Caravaggio's innovations in painting were threefold. The most obvious one is his intensified use of chiaroscuro—the transition from light to dark in a painting, which he brought to never before seen extremes. His paintings are dominated by the inky blackness of the background that give way suddenly and sharply to the brightest, most intense lightness of the foreground figures. Far from having a jarring effect on the senses, Caravaggio's technique was so highly refined that he could pull off these high contrasts in a way that seemed pleasing to the eye and had the effect of drawing one further into the complex psychological dramas that were depicted. The technique was so influential that it was given a name - tenebrism - and became a standard for many artists up into the present times.

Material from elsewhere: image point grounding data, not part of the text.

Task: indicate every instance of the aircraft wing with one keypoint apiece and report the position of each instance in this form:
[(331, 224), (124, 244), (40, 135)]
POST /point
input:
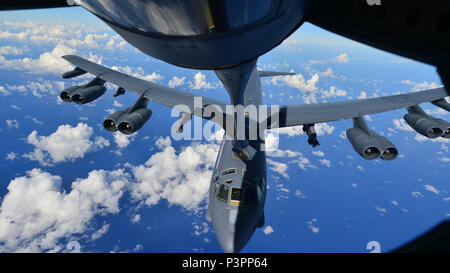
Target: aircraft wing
[(158, 93), (303, 114)]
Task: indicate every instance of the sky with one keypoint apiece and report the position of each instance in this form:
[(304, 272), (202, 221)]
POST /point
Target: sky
[(69, 185)]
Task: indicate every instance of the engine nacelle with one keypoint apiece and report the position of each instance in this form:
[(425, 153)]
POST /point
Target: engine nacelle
[(66, 94), (133, 121), (423, 125), (88, 94), (445, 127), (110, 123), (388, 150), (365, 145)]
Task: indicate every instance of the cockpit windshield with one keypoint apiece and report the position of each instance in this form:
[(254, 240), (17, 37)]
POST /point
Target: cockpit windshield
[(181, 17), (222, 192), (236, 194)]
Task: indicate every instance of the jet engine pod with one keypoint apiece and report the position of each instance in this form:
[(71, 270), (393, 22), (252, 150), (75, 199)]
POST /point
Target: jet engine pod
[(133, 121), (67, 93), (365, 145), (388, 150), (110, 123), (423, 125), (88, 94)]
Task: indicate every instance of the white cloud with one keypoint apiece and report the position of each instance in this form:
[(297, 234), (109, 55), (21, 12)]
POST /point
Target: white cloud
[(66, 144), (200, 82), (268, 230), (312, 227), (11, 156), (333, 92), (299, 194), (278, 167), (138, 247), (422, 138), (136, 218), (342, 58), (321, 129), (432, 189), (325, 162), (362, 95), (380, 209), (298, 82), (12, 123), (123, 140), (181, 178), (417, 194), (99, 233), (3, 91), (11, 50), (420, 86), (401, 124), (29, 221), (47, 63)]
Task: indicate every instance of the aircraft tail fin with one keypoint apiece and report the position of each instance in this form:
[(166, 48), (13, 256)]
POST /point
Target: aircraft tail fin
[(274, 73)]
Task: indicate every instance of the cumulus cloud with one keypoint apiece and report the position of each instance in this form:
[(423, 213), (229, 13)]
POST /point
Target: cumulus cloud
[(268, 230), (123, 140), (175, 81), (298, 82), (333, 92), (66, 144), (12, 123), (278, 167), (29, 221), (12, 50), (342, 58), (312, 227), (180, 178), (47, 63), (417, 86), (417, 194), (431, 189), (321, 129), (422, 138), (325, 162), (3, 91), (200, 82), (401, 124), (362, 95), (11, 156)]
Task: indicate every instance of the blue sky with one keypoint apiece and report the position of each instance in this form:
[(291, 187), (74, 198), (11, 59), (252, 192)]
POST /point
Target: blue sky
[(66, 179)]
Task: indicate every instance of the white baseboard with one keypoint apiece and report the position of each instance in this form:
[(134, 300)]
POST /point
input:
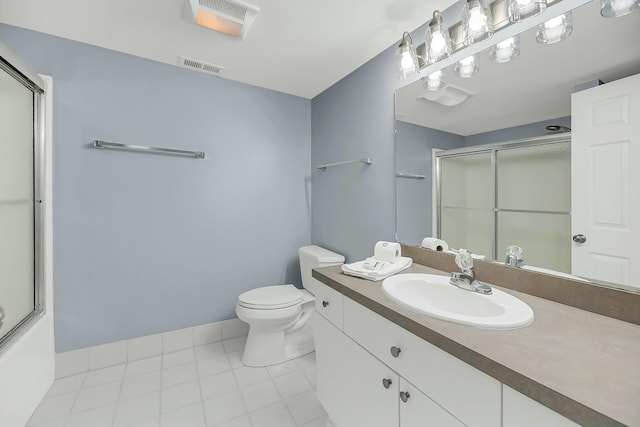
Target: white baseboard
[(115, 353)]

Caravaggio was also known for eschewing the use of preparatory drawings, preferring instead to work out his compositions directly on the canvas and directly from the live models. Such practices were considered barbaric by the academic establishment at that time, but such criticisms had little effect on the headstrong painter and the immediacy of the technique was something that would be applauded by generations of future artists who came to value the spontaneity of the moment afforded by painting directly in that manner.

Lastly, and perhaps most controversially, Caravaggio was a deeply committed realist as was evident from the meticulous detail he put into all of his works. The stark realism of his style was greatly at odds with the mainstream of art at that time which preferred a classical idealism and was offended by Caravaggio's "warts and all" images, even of stories from the Bible. His realistic depictions of his subjects led to more than a few scandals that resulted in rejection of his work by the buyer, particularly in the case of the Church when in his paintings of the Madonna the features of known local courtesans could be recognized! But again, he persevered in spite of the criticism and rejection and that spirit of realism that he sparked would become a revolution in the 19th century, changing everything we know about art and opening the doors to Modernism.

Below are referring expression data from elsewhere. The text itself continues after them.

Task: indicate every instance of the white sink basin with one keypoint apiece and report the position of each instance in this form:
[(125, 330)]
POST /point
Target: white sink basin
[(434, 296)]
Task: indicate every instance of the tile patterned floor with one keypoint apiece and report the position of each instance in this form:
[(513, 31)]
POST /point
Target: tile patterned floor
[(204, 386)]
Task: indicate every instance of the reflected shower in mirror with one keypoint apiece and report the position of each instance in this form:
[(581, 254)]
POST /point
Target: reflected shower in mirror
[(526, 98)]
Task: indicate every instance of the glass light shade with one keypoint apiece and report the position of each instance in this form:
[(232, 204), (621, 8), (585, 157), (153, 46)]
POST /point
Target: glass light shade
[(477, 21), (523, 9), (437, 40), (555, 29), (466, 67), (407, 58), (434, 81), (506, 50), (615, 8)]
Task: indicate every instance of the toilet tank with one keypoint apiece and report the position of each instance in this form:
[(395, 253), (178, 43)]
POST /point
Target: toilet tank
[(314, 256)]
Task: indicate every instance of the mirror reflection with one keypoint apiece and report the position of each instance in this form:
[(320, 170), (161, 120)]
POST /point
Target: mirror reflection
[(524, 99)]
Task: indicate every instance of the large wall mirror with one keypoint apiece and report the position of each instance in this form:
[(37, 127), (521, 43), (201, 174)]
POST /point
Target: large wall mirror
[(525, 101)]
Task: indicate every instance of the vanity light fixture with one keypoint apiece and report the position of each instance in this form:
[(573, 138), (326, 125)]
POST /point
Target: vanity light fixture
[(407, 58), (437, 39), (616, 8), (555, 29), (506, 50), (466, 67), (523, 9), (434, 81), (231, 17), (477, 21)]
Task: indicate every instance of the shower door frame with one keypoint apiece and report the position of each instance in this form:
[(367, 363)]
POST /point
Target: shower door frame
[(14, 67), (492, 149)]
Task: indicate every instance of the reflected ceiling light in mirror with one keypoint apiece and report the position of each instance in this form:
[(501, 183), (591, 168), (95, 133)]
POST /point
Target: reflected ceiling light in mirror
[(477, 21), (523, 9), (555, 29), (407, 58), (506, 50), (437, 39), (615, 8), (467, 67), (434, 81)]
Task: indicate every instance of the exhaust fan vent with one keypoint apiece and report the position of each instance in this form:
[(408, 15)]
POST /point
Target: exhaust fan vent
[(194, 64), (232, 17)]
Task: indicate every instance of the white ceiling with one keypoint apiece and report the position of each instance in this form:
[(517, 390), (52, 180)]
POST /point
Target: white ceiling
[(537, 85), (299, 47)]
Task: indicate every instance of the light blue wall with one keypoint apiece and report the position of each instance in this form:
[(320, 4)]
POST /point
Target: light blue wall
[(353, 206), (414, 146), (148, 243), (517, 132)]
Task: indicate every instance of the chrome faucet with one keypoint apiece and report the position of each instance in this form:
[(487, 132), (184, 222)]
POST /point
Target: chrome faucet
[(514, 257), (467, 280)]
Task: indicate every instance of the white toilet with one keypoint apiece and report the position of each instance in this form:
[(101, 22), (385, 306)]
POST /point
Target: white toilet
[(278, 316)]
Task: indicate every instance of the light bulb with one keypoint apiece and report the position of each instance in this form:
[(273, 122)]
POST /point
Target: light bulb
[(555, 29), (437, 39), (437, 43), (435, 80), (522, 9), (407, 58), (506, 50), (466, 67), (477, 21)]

Unfortunately, Caravaggio's tumultuous personal life continued to cause him great trouble. He was forced to leave Rome in 1606 after killing a man in a fight and fled to Naples and from there to the island of Malta where he was knighted. All along the way he kept on producing incredibly vibrant works and building up his reputation. But again, in 1608 he was arrested and imprisoned for brawling and was expelled from the Knights of Malta "as a foul and rotten member." Upon his release he moved to Sicily where he had friends and thrived again on his brilliant work. But he also made more than a few enemies, eventually driving him out of Sicily. Finally he hoped to return to Rome in 1610 to receive a pardon for his earlier crime from the reigning Pope who seemed to look upon him with favor. He never got that chance, however, as he passed away from a fever en route from Naples at the young age of 39.

After his death, some of the people who had been his rivals and detractors in life sought to discredit him and were largely successful. His name was, for hundreds of years, largely forgotten, even though the artists that he inspired carried on his ideas, giving birth to the great works of artists such as Rubens, Velazquez, Vermeer, Rembrandt, Courbet and Manet, just to name a few. It was not until the 1920's that art historians finally restored Caravaggio to his rightful place as a true master of Western art, bringing back some vestiges of honor to a man whose life had been ruled by so much chaos.